片側噛みをしていると顔の左右の筋肉に差が出てきます。片側噛みをする側の筋肉だけが緊張してピンとはり、逆に反対側の筋肉は緩みます。そうすると目の高さが左右で異なってきたり、口の向きが変わる、ほうれい線の濃さが左右で違うなどの見た目に現れてきます。

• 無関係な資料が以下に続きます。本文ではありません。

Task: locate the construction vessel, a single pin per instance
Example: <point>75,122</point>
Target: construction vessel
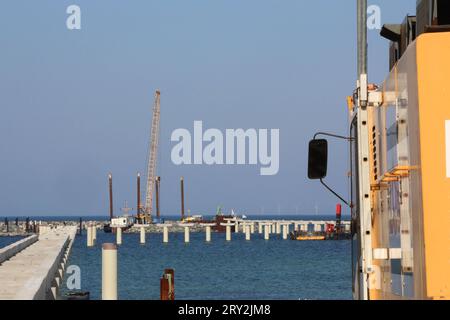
<point>400,161</point>
<point>144,213</point>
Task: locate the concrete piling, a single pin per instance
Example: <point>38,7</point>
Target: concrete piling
<point>285,230</point>
<point>109,271</point>
<point>165,234</point>
<point>186,234</point>
<point>267,228</point>
<point>186,231</point>
<point>94,234</point>
<point>165,227</point>
<point>228,233</point>
<point>89,237</point>
<point>118,236</point>
<point>142,235</point>
<point>247,232</point>
<point>208,230</point>
<point>208,234</point>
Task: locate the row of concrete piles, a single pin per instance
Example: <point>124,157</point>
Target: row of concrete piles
<point>247,227</point>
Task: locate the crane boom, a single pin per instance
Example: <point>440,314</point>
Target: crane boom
<point>153,150</point>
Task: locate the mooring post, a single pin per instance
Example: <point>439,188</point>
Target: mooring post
<point>227,230</point>
<point>142,238</point>
<point>267,228</point>
<point>186,234</point>
<point>285,230</point>
<point>157,189</point>
<point>182,197</point>
<point>90,236</point>
<point>247,232</point>
<point>119,236</point>
<point>208,234</point>
<point>208,230</point>
<point>109,271</point>
<point>94,234</point>
<point>167,285</point>
<point>278,227</point>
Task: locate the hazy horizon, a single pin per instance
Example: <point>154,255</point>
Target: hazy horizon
<point>77,104</point>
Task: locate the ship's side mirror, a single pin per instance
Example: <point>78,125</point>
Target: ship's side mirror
<point>317,159</point>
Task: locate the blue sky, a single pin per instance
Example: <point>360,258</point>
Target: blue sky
<point>77,104</point>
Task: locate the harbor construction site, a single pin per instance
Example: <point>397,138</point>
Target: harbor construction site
<point>34,267</point>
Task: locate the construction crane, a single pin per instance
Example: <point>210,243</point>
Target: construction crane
<point>144,214</point>
<point>399,147</point>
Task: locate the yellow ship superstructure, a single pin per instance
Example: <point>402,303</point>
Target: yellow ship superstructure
<point>401,246</point>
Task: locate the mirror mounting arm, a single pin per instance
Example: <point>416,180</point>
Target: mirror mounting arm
<point>333,135</point>
<point>321,180</point>
<point>333,192</point>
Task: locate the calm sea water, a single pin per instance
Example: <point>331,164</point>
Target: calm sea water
<point>5,241</point>
<point>240,269</point>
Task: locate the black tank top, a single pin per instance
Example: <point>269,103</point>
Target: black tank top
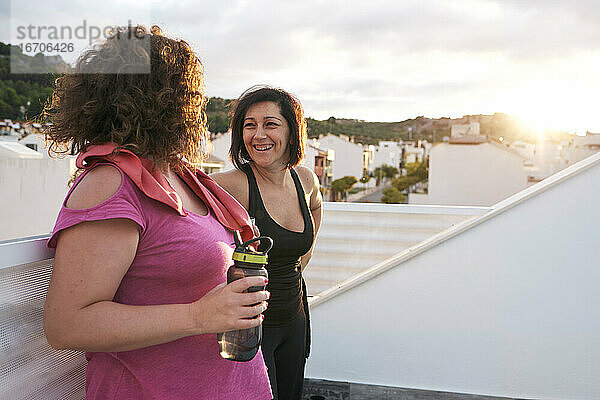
<point>285,279</point>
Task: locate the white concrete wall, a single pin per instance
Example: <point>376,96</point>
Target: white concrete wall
<point>356,236</point>
<point>508,307</point>
<point>348,156</point>
<point>472,175</point>
<point>32,192</point>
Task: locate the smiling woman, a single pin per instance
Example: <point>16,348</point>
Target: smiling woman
<point>268,137</point>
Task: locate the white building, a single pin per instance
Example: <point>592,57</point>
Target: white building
<point>416,151</point>
<point>582,147</point>
<point>386,152</point>
<point>320,160</point>
<point>459,130</point>
<point>33,189</point>
<point>350,157</point>
<point>220,149</point>
<point>479,174</point>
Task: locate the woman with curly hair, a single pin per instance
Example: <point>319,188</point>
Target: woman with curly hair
<point>144,239</point>
<point>268,135</point>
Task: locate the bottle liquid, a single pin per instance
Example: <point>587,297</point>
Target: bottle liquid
<point>242,345</point>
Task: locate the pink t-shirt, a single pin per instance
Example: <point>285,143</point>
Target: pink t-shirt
<point>178,260</point>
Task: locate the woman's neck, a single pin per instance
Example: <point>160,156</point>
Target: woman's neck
<point>275,176</point>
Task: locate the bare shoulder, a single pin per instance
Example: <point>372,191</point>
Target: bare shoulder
<point>235,182</point>
<point>97,186</point>
<point>309,180</point>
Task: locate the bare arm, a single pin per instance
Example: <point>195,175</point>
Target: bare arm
<point>90,261</point>
<point>316,209</point>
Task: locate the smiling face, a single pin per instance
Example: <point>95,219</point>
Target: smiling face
<point>266,135</point>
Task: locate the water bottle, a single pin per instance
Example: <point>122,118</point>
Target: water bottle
<point>242,345</point>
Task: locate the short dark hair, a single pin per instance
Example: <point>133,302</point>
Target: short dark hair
<point>289,107</point>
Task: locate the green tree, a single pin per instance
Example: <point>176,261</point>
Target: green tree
<point>341,186</point>
<point>415,173</point>
<point>392,195</point>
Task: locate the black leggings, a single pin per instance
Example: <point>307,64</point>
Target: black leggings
<point>283,349</point>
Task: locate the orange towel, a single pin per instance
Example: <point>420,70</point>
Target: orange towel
<point>153,183</point>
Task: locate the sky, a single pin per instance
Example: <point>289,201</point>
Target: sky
<point>376,60</point>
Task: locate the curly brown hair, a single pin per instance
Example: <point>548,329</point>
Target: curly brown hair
<point>289,106</point>
<point>156,112</point>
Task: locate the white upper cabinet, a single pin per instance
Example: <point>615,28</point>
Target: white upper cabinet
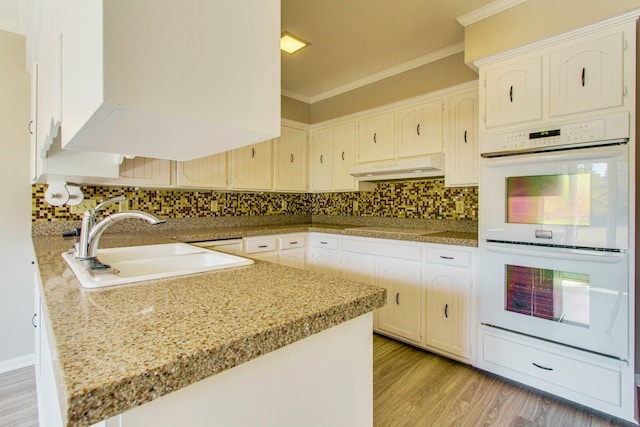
<point>587,76</point>
<point>252,167</point>
<point>291,160</point>
<point>514,92</point>
<point>320,161</point>
<point>376,137</point>
<point>420,129</point>
<point>462,153</point>
<point>205,172</point>
<point>151,79</point>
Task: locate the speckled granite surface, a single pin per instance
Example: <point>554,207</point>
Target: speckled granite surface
<point>121,347</point>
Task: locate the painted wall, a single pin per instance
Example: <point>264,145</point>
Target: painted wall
<point>16,253</point>
<point>536,20</point>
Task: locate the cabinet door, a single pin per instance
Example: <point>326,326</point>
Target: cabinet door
<point>292,258</point>
<point>376,137</point>
<point>587,76</point>
<point>344,156</point>
<point>320,160</point>
<point>205,172</point>
<point>291,160</point>
<point>420,129</point>
<point>402,280</point>
<point>357,267</point>
<point>514,92</point>
<point>143,171</point>
<point>447,321</point>
<point>252,166</point>
<point>462,153</point>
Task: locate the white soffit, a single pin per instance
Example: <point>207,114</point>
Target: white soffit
<point>487,11</point>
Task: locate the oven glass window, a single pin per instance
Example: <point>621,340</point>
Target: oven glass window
<point>548,294</point>
<point>563,199</point>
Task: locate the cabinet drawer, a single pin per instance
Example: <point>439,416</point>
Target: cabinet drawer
<point>449,257</point>
<point>381,247</point>
<point>294,241</point>
<point>320,241</point>
<point>597,381</point>
<point>261,244</point>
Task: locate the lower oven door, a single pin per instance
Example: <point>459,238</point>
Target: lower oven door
<point>572,297</point>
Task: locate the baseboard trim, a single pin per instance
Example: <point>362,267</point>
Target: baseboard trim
<point>17,363</point>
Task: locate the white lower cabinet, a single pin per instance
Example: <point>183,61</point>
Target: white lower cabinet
<point>448,300</point>
<point>323,256</point>
<point>401,316</point>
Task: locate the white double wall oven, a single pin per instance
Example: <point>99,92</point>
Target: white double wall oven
<point>554,233</point>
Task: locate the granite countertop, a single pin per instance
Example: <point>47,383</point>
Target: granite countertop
<point>120,347</point>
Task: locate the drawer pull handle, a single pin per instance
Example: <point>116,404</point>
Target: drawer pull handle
<point>541,367</point>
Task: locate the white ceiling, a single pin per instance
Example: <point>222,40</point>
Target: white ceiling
<point>353,42</point>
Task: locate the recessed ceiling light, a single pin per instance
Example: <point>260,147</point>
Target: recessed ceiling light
<point>290,43</point>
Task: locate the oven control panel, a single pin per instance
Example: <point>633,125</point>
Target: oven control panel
<point>603,128</point>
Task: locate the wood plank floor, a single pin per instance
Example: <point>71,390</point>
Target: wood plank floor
<point>18,404</point>
<point>413,387</point>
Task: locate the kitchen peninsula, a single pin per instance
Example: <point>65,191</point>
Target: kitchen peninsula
<point>288,344</point>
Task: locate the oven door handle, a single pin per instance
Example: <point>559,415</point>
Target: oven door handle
<point>564,253</point>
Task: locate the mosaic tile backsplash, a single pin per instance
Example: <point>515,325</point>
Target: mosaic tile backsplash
<point>428,199</point>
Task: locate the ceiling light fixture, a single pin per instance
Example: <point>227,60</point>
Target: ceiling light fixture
<point>290,43</point>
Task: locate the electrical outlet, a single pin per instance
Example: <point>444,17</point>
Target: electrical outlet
<point>83,206</point>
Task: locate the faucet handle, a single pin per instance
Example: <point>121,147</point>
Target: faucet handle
<point>108,202</point>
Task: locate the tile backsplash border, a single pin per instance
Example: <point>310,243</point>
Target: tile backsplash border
<point>416,200</point>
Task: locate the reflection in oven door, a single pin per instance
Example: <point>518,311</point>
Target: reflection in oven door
<point>571,297</point>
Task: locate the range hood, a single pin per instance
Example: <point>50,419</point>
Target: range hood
<point>424,167</point>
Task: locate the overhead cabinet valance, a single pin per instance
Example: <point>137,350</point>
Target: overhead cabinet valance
<point>169,80</point>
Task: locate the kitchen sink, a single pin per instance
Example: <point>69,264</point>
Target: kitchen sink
<point>141,263</point>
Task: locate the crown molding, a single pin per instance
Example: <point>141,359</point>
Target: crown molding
<point>390,72</point>
<point>487,11</point>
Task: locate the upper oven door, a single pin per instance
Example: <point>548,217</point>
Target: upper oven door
<point>576,198</point>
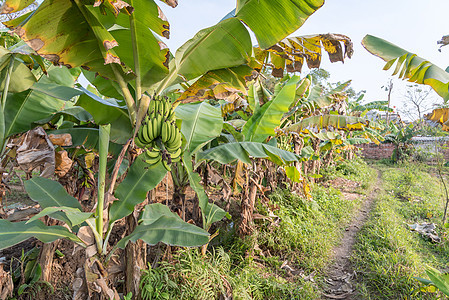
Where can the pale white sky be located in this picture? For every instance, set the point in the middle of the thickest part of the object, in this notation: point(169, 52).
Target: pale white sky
point(411, 24)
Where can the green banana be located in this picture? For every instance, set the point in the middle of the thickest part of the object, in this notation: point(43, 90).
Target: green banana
point(138, 142)
point(152, 153)
point(154, 128)
point(153, 160)
point(159, 121)
point(151, 106)
point(176, 154)
point(164, 133)
point(146, 131)
point(166, 165)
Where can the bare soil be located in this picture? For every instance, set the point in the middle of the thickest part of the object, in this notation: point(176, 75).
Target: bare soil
point(340, 274)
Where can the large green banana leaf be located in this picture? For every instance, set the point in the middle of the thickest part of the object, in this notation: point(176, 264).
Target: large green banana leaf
point(271, 21)
point(262, 123)
point(168, 230)
point(67, 33)
point(409, 65)
point(226, 44)
point(229, 152)
point(88, 138)
point(12, 233)
point(219, 84)
point(154, 211)
point(108, 111)
point(330, 122)
point(13, 6)
point(441, 116)
point(22, 109)
point(319, 98)
point(75, 215)
point(201, 123)
point(211, 213)
point(49, 193)
point(140, 179)
point(377, 105)
point(21, 77)
point(137, 30)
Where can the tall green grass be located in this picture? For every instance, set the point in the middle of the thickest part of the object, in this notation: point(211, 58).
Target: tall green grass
point(302, 233)
point(388, 255)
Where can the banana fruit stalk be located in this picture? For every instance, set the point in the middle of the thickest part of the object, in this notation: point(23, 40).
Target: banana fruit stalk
point(158, 134)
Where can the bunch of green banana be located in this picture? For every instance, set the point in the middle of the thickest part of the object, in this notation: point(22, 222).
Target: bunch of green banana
point(159, 135)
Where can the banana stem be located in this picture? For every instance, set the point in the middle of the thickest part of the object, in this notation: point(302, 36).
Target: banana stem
point(126, 94)
point(4, 98)
point(167, 80)
point(132, 23)
point(103, 153)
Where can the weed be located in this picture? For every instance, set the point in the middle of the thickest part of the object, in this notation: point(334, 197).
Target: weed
point(388, 255)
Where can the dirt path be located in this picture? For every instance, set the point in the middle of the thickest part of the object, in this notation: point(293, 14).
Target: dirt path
point(340, 274)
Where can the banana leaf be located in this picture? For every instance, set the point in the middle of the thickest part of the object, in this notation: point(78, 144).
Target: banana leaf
point(242, 151)
point(170, 230)
point(409, 65)
point(201, 123)
point(133, 190)
point(12, 233)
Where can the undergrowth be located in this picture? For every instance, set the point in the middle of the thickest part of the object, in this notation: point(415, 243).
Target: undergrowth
point(295, 231)
point(388, 254)
point(355, 169)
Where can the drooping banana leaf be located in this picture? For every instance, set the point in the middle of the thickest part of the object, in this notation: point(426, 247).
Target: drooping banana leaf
point(12, 6)
point(87, 138)
point(409, 65)
point(210, 212)
point(154, 211)
point(201, 123)
point(49, 193)
point(136, 39)
point(22, 109)
point(290, 54)
point(271, 21)
point(108, 111)
point(168, 230)
point(373, 105)
point(262, 123)
point(229, 152)
point(67, 33)
point(441, 116)
point(226, 44)
point(140, 179)
point(331, 122)
point(75, 216)
point(12, 233)
point(21, 77)
point(219, 84)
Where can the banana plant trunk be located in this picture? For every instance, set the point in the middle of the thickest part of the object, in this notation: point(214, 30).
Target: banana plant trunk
point(298, 144)
point(135, 259)
point(247, 210)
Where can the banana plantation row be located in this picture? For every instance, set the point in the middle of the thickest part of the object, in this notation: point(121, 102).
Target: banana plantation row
point(147, 111)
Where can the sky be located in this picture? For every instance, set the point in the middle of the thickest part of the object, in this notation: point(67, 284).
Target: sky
point(411, 24)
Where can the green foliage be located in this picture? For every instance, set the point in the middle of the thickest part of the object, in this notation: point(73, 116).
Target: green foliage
point(354, 169)
point(388, 255)
point(155, 284)
point(26, 275)
point(213, 276)
point(307, 232)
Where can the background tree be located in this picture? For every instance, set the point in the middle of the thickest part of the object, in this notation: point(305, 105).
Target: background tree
point(418, 100)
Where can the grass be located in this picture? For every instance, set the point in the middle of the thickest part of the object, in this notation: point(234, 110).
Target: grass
point(303, 238)
point(388, 255)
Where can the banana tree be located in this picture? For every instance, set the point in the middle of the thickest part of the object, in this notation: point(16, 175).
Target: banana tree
point(408, 65)
point(118, 40)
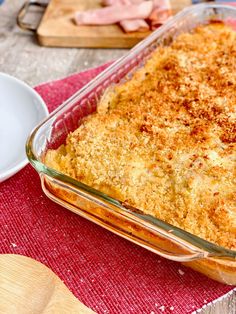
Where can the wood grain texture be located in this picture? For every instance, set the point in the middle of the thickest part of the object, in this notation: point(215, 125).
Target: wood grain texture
point(58, 28)
point(22, 57)
point(29, 287)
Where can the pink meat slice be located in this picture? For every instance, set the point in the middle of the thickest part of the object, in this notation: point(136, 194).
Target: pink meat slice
point(160, 14)
point(129, 26)
point(114, 14)
point(136, 25)
point(123, 2)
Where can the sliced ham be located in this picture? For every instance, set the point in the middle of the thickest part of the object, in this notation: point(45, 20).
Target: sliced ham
point(122, 2)
point(160, 14)
point(129, 26)
point(136, 25)
point(114, 14)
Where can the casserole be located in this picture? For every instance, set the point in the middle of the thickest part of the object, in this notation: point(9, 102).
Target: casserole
point(152, 233)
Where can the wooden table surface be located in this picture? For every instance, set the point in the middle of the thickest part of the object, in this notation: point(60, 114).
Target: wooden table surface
point(22, 57)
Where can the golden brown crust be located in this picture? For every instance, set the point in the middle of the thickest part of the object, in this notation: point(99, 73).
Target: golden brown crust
point(164, 141)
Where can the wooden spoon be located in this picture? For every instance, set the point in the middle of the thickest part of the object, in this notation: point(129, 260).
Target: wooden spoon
point(29, 287)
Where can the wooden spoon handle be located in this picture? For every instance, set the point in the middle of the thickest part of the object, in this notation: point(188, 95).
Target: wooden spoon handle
point(29, 287)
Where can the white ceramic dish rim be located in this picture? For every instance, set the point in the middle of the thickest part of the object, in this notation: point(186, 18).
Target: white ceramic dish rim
point(5, 174)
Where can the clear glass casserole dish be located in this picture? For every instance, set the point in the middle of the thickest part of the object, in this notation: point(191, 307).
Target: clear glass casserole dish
point(159, 237)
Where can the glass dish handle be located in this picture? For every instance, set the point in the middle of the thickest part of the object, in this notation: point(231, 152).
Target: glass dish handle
point(190, 253)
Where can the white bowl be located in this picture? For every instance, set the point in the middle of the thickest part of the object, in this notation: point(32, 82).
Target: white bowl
point(21, 109)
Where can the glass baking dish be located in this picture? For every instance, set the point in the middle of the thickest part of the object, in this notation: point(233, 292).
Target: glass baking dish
point(159, 237)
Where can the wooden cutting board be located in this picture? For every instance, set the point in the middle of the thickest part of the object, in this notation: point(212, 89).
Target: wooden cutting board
point(58, 29)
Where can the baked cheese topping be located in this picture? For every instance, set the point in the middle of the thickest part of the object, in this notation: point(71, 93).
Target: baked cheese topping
point(165, 140)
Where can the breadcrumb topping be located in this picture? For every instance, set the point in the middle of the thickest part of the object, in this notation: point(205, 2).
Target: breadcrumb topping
point(165, 140)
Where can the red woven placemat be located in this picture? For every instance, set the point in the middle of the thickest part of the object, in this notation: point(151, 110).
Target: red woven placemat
point(107, 273)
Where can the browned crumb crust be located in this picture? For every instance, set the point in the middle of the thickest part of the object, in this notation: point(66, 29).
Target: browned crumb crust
point(164, 141)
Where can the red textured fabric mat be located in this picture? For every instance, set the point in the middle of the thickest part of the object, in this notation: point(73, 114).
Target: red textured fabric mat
point(107, 273)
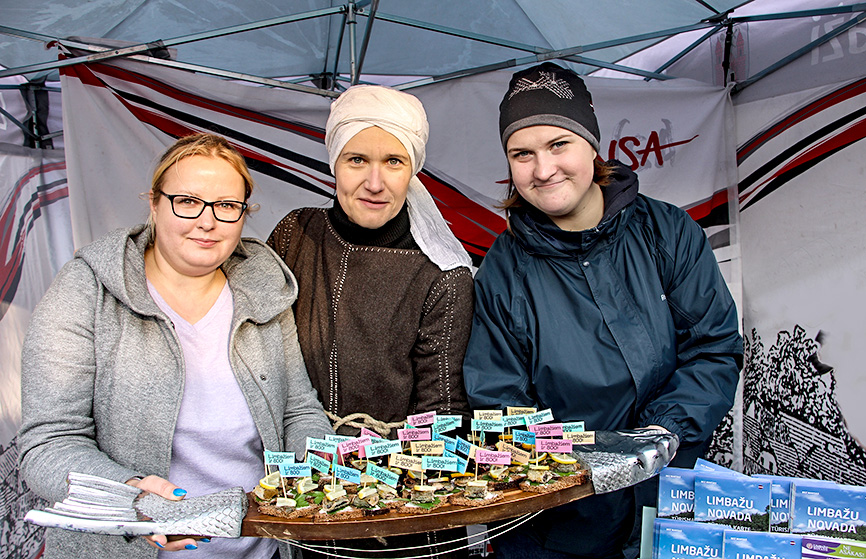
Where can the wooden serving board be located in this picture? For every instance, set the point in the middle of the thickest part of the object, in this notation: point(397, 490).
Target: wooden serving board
point(515, 502)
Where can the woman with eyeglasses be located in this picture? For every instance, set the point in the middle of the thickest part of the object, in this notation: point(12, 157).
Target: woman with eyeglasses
point(166, 356)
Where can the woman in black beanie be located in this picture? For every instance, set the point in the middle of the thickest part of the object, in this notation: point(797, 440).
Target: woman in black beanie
point(599, 303)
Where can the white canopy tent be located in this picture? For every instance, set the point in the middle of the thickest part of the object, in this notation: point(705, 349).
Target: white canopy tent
point(793, 73)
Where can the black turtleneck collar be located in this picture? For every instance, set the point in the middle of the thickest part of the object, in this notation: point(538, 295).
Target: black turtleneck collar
point(394, 234)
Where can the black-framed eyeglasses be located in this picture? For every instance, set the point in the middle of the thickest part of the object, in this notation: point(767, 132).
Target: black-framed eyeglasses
point(190, 207)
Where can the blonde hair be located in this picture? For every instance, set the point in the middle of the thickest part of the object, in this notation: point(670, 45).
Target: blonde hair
point(202, 143)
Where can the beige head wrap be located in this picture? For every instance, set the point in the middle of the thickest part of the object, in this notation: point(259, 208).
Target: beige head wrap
point(403, 116)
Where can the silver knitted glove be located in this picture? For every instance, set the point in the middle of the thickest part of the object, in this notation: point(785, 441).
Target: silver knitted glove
point(102, 506)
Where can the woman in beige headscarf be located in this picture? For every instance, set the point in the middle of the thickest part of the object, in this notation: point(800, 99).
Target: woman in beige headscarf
point(385, 291)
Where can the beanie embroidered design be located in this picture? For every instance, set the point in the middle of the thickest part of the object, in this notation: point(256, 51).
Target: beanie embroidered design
point(546, 80)
point(548, 95)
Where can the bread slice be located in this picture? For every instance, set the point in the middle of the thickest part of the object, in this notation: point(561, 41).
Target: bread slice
point(462, 500)
point(561, 482)
point(282, 512)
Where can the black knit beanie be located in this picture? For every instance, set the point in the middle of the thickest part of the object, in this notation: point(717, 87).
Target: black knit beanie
point(552, 95)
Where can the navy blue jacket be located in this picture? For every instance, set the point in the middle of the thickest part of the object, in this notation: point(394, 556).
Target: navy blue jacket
point(625, 325)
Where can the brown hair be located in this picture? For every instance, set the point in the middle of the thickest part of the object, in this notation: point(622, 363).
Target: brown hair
point(202, 143)
point(602, 173)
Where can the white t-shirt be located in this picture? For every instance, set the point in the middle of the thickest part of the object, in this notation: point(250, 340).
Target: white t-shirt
point(216, 444)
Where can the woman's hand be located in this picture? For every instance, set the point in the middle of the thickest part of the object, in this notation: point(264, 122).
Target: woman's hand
point(168, 490)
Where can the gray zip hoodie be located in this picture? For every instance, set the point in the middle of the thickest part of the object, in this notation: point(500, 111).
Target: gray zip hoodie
point(103, 372)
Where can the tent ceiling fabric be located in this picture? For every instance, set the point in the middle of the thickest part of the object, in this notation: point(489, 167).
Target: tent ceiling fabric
point(402, 38)
point(412, 43)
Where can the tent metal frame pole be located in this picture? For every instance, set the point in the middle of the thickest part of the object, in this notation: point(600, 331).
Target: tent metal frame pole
point(143, 47)
point(799, 52)
point(687, 50)
point(351, 22)
point(339, 50)
point(456, 32)
point(853, 8)
point(365, 41)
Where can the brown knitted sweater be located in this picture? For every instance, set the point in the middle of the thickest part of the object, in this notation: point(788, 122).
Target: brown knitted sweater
point(383, 331)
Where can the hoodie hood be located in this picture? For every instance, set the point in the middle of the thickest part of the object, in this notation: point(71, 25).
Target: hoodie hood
point(537, 234)
point(262, 285)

※ゆがみには片噛み以外の原因もありますので、噛み癖を直すだけで顔のゆがみが改善されるものではありません

痛みが出る場合も

片方だけ緊張した筋肉の影響は、頭を支えている首にも現れ、首から肩、腰、下半身と、いたるところにコリや痛みという形で広がります。また、一方のあごの関節に負担が集中しますので、あごが痛んだり、口が大きく開けられなくなる「顎関節症(がくかんせつしょう)」の原因にもなります。

片側噛みを治すには

まずは片側噛みの原因が、骨格の問題なのか、歯の問題なのかを調べる必要があります。
原因が歯の痛みなら治療が必要です。毎回の食事での両方噛みを意識していきましょう。あごを大きく開けながら食べると、舌が勝手に左右に動き、自然とバランスよく噛むことができます。また、1日3回ほど噛み癖のないほうでガム(キシリトール入りなどむし歯にならないもの)を1時間ぐらいかけて噛むのもおすすめです。早ければ数週間で効果が現れます。

*噛み合わせや骨格が原因の場合

痛み以外の歯の問題なら、矯正治療で治すこともできます。正しい噛み合わせになっていないことが原因で片側の歯だけを使ってしまっていることがあります。矯正治療には長い時間がかかりますが、歯並びを整えることが噛み癖を治す治療の第一歩になります。また、あごの骨格の問題なら手術が必要な場合もあります。骨の状況に関してはレントゲン等を取って判断する必要が出てきます。

最後に

噛み癖のない方で噛むと、最初のうちはすごく疲れてしまうかと思います。これは当然のことで、今まで噛んでいた方は、しっかり「筋トレ」が出来ていますが、噛んでいなかった方は筋肉がなまっています。皆さんも学生の頃の部活やジム通いで最初はすごく疲れた経験があるかと思います。そして、ついまた「片側噛み」をしてしまいがちです。ですから「片側噛み」の癖を克服するには、しっかりした目標と意思が大切です。なかなか継続が難しい場合は、専門家である「歯科医」の指導を受けながら頑張ってみても良いと思います。早い人なら数週間で効果が現れはじめます。左右で正しく噛んでバランスの良い引き締まった顔と正しい姿勢が健康には大切です。まだ、ご自身でも「片側噛み」に気づいていない方も一度意識して、「片側噛み」をしていないか?チェックしてみてください。